Very nearly forgotten by the world in the glamorous shadow of Kill Devil Hill, where men found wings, and within the shadow of the Lost Colony, where English civilization found rebirth, were worked out the first experiments that flowered into the miracle of radio. And to the island this afternoon came a goodly company of those who remembered to do honor at last to the man who began the miracle.

Those attending the program were Governor Broughton, who was making his first trip to the Outer Banks, the widow of Thomas Edison's son, "who happened to pass by the island on a vacation cruise while the Fessenden experiments were underway and remained here two years with her late husband," and others who helped with the experiments.

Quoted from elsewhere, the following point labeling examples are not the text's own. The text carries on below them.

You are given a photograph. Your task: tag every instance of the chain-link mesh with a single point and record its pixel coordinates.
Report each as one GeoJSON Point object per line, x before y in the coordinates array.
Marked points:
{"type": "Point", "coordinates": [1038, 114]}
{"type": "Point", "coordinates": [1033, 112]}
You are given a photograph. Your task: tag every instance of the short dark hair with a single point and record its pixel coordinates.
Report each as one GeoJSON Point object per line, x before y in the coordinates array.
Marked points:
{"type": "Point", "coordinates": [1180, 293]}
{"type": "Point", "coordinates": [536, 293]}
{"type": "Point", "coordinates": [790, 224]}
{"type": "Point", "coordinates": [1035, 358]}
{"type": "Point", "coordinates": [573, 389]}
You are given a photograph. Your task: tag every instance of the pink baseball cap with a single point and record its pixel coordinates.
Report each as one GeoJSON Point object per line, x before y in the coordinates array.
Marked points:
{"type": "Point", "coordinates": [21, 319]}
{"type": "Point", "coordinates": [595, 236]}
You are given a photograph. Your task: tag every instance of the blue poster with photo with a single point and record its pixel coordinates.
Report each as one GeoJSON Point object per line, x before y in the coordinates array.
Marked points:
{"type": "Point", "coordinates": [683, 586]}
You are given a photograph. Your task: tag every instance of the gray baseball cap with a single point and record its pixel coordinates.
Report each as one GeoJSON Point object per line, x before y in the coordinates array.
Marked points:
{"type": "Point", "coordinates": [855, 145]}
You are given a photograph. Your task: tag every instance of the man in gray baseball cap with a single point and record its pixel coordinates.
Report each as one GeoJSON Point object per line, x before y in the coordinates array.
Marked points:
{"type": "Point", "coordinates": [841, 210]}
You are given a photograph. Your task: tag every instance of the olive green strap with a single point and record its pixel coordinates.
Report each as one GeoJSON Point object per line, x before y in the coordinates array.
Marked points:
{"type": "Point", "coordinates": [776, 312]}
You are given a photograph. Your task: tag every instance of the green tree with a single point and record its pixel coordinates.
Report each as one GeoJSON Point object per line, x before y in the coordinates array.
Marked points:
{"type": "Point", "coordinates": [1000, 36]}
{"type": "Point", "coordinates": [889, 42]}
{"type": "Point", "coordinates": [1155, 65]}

Beside these there were many old timers on the island, or they rate as old timers now. They knew the Fessendens and the Edisons and Marconi when they were all here. ...

It was the sheriff's idea that came into flower this afternoon with the celebration and dedication. It has been tugging away at him for years and years ever since the Wright Memorial reared its glorious head above the crest of Kill Devil. -- The News & Observer 8/25/1941

But the enthusiasm for the proposed memorial was not shared throughout the state. The News & Observer's Under the Dome column raised some questions about the plan:

While private contributors are being asked to sink $100,000 into a memorial to the late Reginald A. Fessenden on Roanoke Island, where officials yesterday whooped it up for the famous inventor, there are a lot of questions arising in the minds of persons farther from the scene.

In the first place, some are asking why Roanoke Island, where the inventor brushed up a system he already had devised elsewhere, should be the spot for a high-priced memorial to a Canadian whose activities took him all over the country. Some would like to know who now owns the equipment which was sold at auction after Fessenden left Roanoke in a huff following a quarrel with the U. S. Weather Bureau. They also would like to know how much of that $100,000 those owners would ask for that equipment to be placed on display in a memorial. -- The News & Observer 8/25/1941

As it turned out, the Fessenden memorial never quite got off the ground. According to the Outer Banks History Center, maintained by the State Archives of North Carolina, the Association, led by the Dare County sheriff Victor Meekins, had plans well underway by 1963, but when Meekins died in 1964, the group became inactive. Despite an attempt by Meekin's son to resurrect the group, the land set aside for the memorial was transferred to the Roanoke Island Historical Association in 1980.

Above, Reginald Fessenden, seated, and his staff (inlcuding Mike "The Wireless Cat") at Brant Rock, MA station. Top, Fessenden's wireless station on Cape Hatteras. Photos courtesy of the NC State Archives.